Teacher: Hi students, this Jame. He new teacher. Thank Jame. (Exists room)
And that, that was my first ever class. I was 22 and had decided to do something crazy when my University studies were done. And it only got worse. I once had a class of 55 students, and ended the 45 minute session with 4 (they had snuck out every time I turned my back to write on the board). I also occasionally taught a class with no students, but that wasn’t nearly as bad!
Although initially offended at the number of “volunteer” opportunities that required a commitment of several thousand dollars, I eventually stumbled across Volunthai, a grass roots organization based in rural Thailand that seemed committed to sending foreign teachers to some of the poorest schools in the country. We’re talking no desks or chairs in most classrooms and kids who wake up at 5 am when its 10 degrees outside to have a cold shower and feed the chickens.
“You’re going to look back on this as one of the best things you’ve ever done.” said one of my mum’s friends, encouragingly. And he was right. But it took me a long time to get there. I recall those 6 weeks as some of the most intense encounters with loneliness I’ve ever had.

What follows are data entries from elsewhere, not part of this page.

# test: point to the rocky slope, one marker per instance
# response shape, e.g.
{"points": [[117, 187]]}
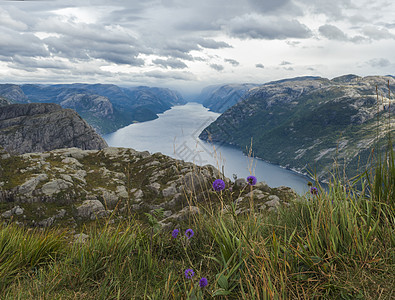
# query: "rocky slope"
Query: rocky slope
{"points": [[37, 127], [105, 107], [307, 123], [72, 187], [220, 98]]}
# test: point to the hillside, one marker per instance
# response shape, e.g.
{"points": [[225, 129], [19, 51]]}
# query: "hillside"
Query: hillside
{"points": [[105, 107], [306, 123]]}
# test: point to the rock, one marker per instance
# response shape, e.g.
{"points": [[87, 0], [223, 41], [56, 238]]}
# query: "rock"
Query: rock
{"points": [[170, 191], [39, 127], [90, 208], [240, 182], [122, 192], [28, 187], [154, 187], [55, 186]]}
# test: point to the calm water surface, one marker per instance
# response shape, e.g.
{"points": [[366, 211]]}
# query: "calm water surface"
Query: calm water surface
{"points": [[175, 133]]}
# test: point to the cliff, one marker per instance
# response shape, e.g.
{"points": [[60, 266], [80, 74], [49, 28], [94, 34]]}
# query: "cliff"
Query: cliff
{"points": [[307, 123]]}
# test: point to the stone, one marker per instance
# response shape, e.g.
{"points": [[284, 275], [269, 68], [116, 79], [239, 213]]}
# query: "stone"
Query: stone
{"points": [[28, 187]]}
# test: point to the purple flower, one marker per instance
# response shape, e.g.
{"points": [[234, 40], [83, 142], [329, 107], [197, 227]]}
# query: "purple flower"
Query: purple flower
{"points": [[314, 191], [251, 180], [189, 233], [175, 233], [189, 273], [203, 282], [218, 185]]}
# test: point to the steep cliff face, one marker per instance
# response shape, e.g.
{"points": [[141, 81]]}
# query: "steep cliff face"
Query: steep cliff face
{"points": [[307, 123], [220, 98], [37, 127]]}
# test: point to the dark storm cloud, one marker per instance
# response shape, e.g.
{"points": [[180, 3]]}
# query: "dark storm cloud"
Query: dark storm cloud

“What are you going to say?” asked the teacher who had hung me out to dry the week before.
“To what?” I said.
“When the director introduces you to the parents.”
“What?” It’s not every day you get to introduce yourself to 50 Thai parents, in Thai, when you don’t speak Thai.
And so I was given a 5 minute crash course in introductions, and still to this day I am convinced I walked to the front of that hall, sat down, smiled nervously and politely but incorrectly ordered number 35 special noodles with fishballs.
But that gnawing question, “what the hell have you got yourself into?” was persistent until my last day. I had a distant belief that I had involved myself in something worthwhile, something that was good, but I hadn’t been able to explicitly identify what it was that warranted such conviction.
On that final day I stood in front of the school at the flag ceremony (held every day before classes began) and was witness to a breed of thanks and gratitude I’m not sure I will ever see again.
There was the notebook and pen, bought by one year 8 student, with his pocket money, and the note he wrote on the first page. “I hope you don’t forget me.” It said. And the hand-made scarf. And the flowers. And the cards. It was a moment that stayed with me for the months that followed, until my girlfriend’s dad suggested I try teaching as a career.
“You liked the program in Thailand.” He said. (For the record only moments later he reminded me “those who can do….” and I wish more than anything I could now throw this in his face).
The further I get from that day, I look upon it more fiercely as one of those moments that changed my life – for it was the moment I truly learned what it means to make a positive difference in people’s lives.